JDK-6311057 : Java Thread.sleep(timeout) is influenced by changes to System time on Linux
  • Type: Bug
  • Component: hotspot
  • Sub-Component: runtime
  • Affected Version: 5.0u3
  • Priority: P2
  • Status: Closed
  • Resolution: Fixed
  • OS: linux_redhat_9.0
  • CPU: sparc
  • Submitted: 2005-08-15
  • Updated: 2021-11-09
  • Resolved: 2005-09-22
The Version table provides details related to the release that this issue/RFE will be addressed.

Unresolved : Release in which this issue/RFE will be addressed.
Resolved: Release in which this issue/RFE has been resolved.
Fixed : Release in which this issue/RFE has been fixed. The release containing this fix may be available for download as an Early Access Release or a General Availability Release.

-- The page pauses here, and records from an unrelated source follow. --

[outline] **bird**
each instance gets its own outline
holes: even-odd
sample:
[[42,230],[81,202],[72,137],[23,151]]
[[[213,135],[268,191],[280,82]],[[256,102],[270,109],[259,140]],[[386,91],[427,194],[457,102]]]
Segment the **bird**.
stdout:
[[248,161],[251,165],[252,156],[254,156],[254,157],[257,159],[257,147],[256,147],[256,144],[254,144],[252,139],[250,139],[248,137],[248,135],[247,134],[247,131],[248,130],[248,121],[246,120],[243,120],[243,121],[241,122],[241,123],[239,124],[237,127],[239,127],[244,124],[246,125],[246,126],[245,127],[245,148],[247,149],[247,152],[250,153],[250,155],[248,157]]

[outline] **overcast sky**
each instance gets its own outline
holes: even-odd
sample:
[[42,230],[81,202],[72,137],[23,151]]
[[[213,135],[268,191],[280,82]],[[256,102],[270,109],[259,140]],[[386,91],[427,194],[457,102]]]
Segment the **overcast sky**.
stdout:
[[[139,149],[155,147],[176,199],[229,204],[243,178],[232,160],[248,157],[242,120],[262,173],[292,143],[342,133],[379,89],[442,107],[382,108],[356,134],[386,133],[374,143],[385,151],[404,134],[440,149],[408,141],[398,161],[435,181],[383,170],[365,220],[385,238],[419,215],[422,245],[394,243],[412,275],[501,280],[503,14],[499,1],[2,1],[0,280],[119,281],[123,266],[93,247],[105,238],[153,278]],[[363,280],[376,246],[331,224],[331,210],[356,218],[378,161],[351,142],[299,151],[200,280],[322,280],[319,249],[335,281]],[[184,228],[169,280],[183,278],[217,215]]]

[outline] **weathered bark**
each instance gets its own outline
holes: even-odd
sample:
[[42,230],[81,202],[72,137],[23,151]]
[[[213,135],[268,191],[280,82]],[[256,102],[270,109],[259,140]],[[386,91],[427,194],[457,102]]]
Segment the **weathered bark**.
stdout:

To download the current JDK release, click here.
JDK 6
6 b53Fixed
Related Reports
Relates :  
Relates :  
Description
Thread.sleep(timeout) is influenced by changes to System time on *_Linux_*.
   
    Tested both on:

        Red Hat Linux release 9 (Shrike)

        Kernel 2.4.20-8 on an i686

    and

       Red Hat Enterprise Linux ES release 3 (Taroon Update 4)



    The test is simple,

    call Thread.sleep(15000) and change the time two hours back

    i.e. start at 13:00 call thread.sleep and at 13:05 change the time to 11:05

    you will notice that the sleep does not return at 11:15, not even when the time

    is then fixed back to 13:15


        The test case is simple,

        System.out.println("Press key before sleeping for 15 seconds...");
        System.in.read();
        Thread.sleep(15000);
        System.out.println("Woke-up.");

        ---
        e.g. 
          run the test, Press <Enter> at 11:34:00 (00 seconds)
          At 11:34:05 change the clock to 09:34:05 (two hours back)
          Expected result: at 09:34:15 the thread will wake up.

          If the same test is conducted on Windows machine then it works.
          If the clock is set to a _future _time, the test works also for linux.

          I have tested this with the following JDKs:
          1. Java(TM) 2 Runtime Environment, Standard Edition (build 1.5.0_03-b07)
             Java HotSpot(TM) Client VM (build 1.5.0_03-b07, mixed mode, sharing)
                        [ FAILED ]
          2. Java(TM) 2 Runtime Environment, Standard Edition (build 1.5.0-b64)
             Java HotSpot(TM) Client VM (build 1.5.0-b64, mixed mode, sharing)
                        [ FAILED ]
          3. Java(TM) 2 Runtime Environment, Standard Edition (build 1.4.2_07-b05)
             Java HotSpot(TM) Client VM (build 1.4.2_07-b05, mixed mode)
                        [ PASSED ]
        ---
        Please note that this same test _*PASSED*_ on build 1.4.2_07-b05.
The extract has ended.